Warren Leight, executive producer of "Law & Order: Criminal Intent"
WGA board members in New York and Los Angeles approved the new contract after meeting on Sunday and will now hold a vote of the union's members early next week to confirm the decision.

Patric Verrone, WGA West leader, described the agreement as "the best deal the guild has bargained for in 30 years," while acknowledging that there were still "some holes".

For content streamed free over the web, writers will get a fixed  payment of $1,200 per year for one-hour webcasts over the first two years, followed by two per cent of any revenues earned by the distributor in the third year.

"The reason for this strike was to make sure we had coverage of the internet, that it didn't become a guild-free zone, and I think we accomplished that," Warren Leight, executive producer of "Law & Order: Criminal Intent" told the Los Angeles Times newspaper.
     
The board members could have voted to call off the strike as early as Monday, but they opted to wait until rank-and-file members have cast their ballots before formally lifting the strike.
   
Under that scenario, the 10,500 striking writers would not return to work before Wednesday, union officials said.

Acceptance urged

"We should say yes to it and move on," Craig Wright, creator of the television series "Dirty Sexy Money", said.

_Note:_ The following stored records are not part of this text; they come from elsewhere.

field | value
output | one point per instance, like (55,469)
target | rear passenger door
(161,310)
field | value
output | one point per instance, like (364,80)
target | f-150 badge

"I said yes to it already."
   
The tentative deal to settle the worst Hollywood labour dispute in 20 years was announced early on Saturday in an email from WGA leaders, who called on members to accept the proposal and end the strike.
   
"While this agreement is neither perfect nor perhaps all that we deserve ... our strike has been a success," they wrote, stressing gains achieved in the area of digital entertainment.